Patrick Aubin
Patrick
Aubin
Le contrepoint libéral

La défaite du travail !

Étonnant 1er mai, fête apparue sous la Terreur puis instaurée comme « journée annuelle de grève » afin de revendiquer la journée de huit heures. Symptomatique d’une société française qui n’a pas encore bien compris l’économie en transformant cette journée en célébration des « combats des travailleurs »… et se demande pourquoi ce monde perd des emplois d’ouvriers !

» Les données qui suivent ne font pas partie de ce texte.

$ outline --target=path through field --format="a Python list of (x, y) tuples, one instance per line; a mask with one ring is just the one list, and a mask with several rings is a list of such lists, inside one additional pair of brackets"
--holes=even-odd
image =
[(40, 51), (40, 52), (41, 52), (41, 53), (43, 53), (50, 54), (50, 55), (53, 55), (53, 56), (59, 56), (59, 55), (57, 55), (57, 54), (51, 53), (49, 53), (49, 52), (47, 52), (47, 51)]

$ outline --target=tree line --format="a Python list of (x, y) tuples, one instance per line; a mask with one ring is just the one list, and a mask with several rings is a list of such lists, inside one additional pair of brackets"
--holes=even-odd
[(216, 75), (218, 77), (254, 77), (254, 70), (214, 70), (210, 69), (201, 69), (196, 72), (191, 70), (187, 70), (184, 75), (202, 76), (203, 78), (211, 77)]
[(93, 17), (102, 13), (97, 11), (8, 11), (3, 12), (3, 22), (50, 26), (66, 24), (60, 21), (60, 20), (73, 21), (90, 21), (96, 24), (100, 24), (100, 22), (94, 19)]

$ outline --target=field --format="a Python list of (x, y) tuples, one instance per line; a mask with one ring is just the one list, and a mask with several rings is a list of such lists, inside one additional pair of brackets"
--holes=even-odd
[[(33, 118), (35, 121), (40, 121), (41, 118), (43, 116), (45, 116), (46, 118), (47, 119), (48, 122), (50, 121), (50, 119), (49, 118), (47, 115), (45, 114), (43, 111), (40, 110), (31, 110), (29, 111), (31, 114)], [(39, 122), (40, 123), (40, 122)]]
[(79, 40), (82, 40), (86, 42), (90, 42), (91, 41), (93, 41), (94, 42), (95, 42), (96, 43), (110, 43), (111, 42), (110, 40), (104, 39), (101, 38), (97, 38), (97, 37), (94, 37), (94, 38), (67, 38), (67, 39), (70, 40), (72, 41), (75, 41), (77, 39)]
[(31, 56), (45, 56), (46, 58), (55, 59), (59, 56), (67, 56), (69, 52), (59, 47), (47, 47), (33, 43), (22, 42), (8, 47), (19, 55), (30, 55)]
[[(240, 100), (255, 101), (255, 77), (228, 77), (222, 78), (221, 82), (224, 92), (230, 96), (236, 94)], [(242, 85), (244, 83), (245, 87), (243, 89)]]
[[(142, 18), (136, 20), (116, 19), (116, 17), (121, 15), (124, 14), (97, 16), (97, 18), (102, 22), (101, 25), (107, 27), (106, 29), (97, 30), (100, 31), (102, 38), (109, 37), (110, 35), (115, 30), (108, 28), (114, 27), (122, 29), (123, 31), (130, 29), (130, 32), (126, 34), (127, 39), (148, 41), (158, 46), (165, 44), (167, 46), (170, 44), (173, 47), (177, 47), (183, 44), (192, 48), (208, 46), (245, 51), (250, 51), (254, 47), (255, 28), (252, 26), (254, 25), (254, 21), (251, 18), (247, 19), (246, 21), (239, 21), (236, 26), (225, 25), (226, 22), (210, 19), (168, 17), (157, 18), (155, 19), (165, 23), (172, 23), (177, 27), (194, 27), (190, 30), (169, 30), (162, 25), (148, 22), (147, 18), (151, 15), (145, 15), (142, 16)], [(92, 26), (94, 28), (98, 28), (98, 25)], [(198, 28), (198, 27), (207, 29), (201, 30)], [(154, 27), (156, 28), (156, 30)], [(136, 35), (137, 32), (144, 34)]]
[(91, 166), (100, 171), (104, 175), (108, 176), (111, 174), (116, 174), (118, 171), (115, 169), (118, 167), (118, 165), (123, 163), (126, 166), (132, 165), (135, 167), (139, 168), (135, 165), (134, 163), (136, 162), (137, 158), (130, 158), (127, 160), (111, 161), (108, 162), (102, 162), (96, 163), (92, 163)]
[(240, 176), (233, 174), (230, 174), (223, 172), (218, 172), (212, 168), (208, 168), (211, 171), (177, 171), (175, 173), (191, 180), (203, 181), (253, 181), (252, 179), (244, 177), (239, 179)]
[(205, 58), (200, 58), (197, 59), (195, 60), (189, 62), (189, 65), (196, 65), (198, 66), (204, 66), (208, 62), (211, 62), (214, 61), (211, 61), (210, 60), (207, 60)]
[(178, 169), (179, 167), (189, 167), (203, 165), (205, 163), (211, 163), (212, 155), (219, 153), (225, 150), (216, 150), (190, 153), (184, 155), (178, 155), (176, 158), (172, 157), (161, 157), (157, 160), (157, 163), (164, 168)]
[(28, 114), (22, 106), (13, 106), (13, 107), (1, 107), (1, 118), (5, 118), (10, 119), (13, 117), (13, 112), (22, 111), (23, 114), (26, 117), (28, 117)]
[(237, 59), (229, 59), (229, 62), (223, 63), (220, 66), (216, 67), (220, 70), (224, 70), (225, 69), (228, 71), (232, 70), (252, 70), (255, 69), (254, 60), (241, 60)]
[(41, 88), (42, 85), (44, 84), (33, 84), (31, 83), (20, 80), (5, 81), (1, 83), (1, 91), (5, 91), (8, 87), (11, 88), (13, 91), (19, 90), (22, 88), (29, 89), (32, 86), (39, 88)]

Bien sûr, un travailleur peut avoir une sensation d’exploitation. Cependant depuis un certain nombre d’années, il est a priori libre de trouver un travail plus rémunérateur à tout moment. Mais plus sa liberté peut s’affirmer et plus ce travailleur salarié devient schizophrène : il reste esclave à ce qu’il suppose être « son » emploi. Alors que sa logique anticapitaliste devrait tendre à faire disparaitre la propriété, dans le cas du travail, le monde syndical français pense que le salarié est le propriétaire de son job et que « son » employeur doit lui permettre de couler des jours paisibles et confortablement rémunérés.

Cette vision s’affranchit sans vergogne des lois naturelles de l’économie. L’objet est de laisser croire que le syndicaliste est utile, quitte à abuser de la violence, et que sans lui, les fumeuses, plutôt que fameuses “conquêtes sociales”, n’existeraient pas.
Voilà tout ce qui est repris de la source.